The GAO recently reported that U.S. government contract obligations are at an all-time high. For its part, DoD pimped $315 billion of the $532 billion committed in FY 2007. The GAO also found that a chunk of change has being squandered because of poor contract management. It is feared 2008 might set another record.
To quote the Air Force: Aim high!
So what’s the correlation between increases in defense contract spending and program cost overruns? Are they proportionate? Unrelated? Are they just fun facts for the Tom Daschles of the world who choose not to pay their taxes?
The defense contracting spree is probably no surprise given operations in Iraq and Afghanistan. The services also have been upgrading equipment. But the cost overruns, well, they are big and they are plentiful. Call us simplistic, but aren’t the overruns killing some badly needed programs?

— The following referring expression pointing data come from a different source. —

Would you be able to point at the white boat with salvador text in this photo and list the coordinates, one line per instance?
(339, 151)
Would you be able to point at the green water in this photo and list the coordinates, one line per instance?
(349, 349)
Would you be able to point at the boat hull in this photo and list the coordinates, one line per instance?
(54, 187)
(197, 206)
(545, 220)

Here are some examples of Gear Gone Wild:
• DDG 1000. The most stunning might be the Navy’s USS Zumwalt, though we prefer to call Uncle Elmo’s namesake “the flipped ship to nowhere.” Costs have ballooned a reported 550 percent with the cost per ship recently estimated at $3.3 billion. However, the move to stop the bleeding at just three ships has shot costs to nearly $6 billion per vessels. Options are under review. Fathom that one.
• LCS. The Navy’s littoral combat ship (LCS) program, a perennial fave and offender, has watched costs go from the overly optimistic bids of $220 million to $550 million or more a ship.
• F-22. The Air Force’s Raptor clocks in at $361 million per aircraft according to the GAO or $140 million a bird (depending on accounting method). Either way, “Rapture” could break the bank, even if the bank prez is the U.S. Air Force.
• MRAP. It was recently reported that the Few and the Proud might have spent too much on their mine-resistant ambush-protected vehicles. The DoD inspector general found that the Marine Corps Systems Command failed to determine if the pricing was “fair and reasonable” when it awarded a number of firm-fixed price contracts. (Each service has had issues with procuring these vehicles pushed by Big Brother at OSD.)
• Marine One. Lockheed Martin Corp. is over budget on the presidential helicopter, a contract it won against odds-on favorite Sikorsky. The contract for a fleet of 28 Marine One birds started at $6.1 billion. But there has been trouble in paradise, and delays and engineering issues have pushed the program at least 50 percent over budget, according to The Wall Street Journal and other outlets. The article cites that the Navy, which oversees the contract, has been going at it with Lockheed over “hundreds” of changes. Though not a service that typically embraces change, the Navy loves to alter specs and dollars be damned! (See LCS above.)
• Growler. This Marine Corps’ vehicle, which looks more like a Leisure World cart (or the recycled M151 jeep that it appears to be), is 120 percent over budget. Costs for the vehicle went from $94,000 to $209,000. But the real money is in the trailer Growler needs to transport (get this) mortars and ammo. Costs jumped 86 percent from $579,000 to more than a million. We doubt these things will see action in Iraq or Afghanistan, but could end up on base golf courses around the United States.
“Damn the dollars and aim high,” said the few and the proud as the Army kept rolling along.